Question

A gaseous hydrocarbon contains $82.76\%$ of carbon. Given that its vapour density is 29, find its molecular formula.
$\text{[C}=12,\mathrm{H}=1]$

Answer 1

Step 1: Analyzing the given data

• Vapour density = 29
• Percentage of Carbon in hydrocarbon= $82.76\%$.
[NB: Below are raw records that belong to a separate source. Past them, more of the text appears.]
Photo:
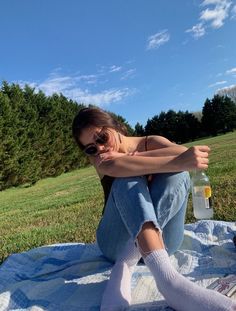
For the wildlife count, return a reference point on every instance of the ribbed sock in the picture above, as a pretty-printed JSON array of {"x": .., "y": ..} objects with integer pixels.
[
  {"x": 117, "y": 294},
  {"x": 180, "y": 293}
]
Step 2: Calculating the molecular mass

$\begin{array}{cc}Vapourdensity& =29\\ Molecularmass(M.M)& =2\times \mathrm{V}.\mathrm{D}.\\ & =2\times 29\\ & =58amu\end{array}$

Step 3: Calculating the mass of Carbon and Hydrogen

• Since it is hydrocarbon, the compound will contain only C and H and it will not contain any other elements apart from this.
• Mass of C =$\frac{82.76}{100}\times 58amu=48amu$
• Therefore, mass of H $=58\mathrm{amu}-48\mathrm{amu}=10\mathrm{amu}$

Step 4: Calculating the Molecular formula:

• 1 molecule of 58 amu contains 48 amu of Carbon and 10 amu of Hydrogen.
• 1 C atom weighs 12 amu, therefore 48 amu corresponds to 4 atoms.
• 1 H atom weighs 1 amu, therefore 10 amu corresponds to 10 atoms.
• Therefore, 1 molecule has 4 C atoms and 10 H atoms.
• Therefore, molecular formula is ${\mathrm{C}}_4{\mathrm{H}}_{10}$.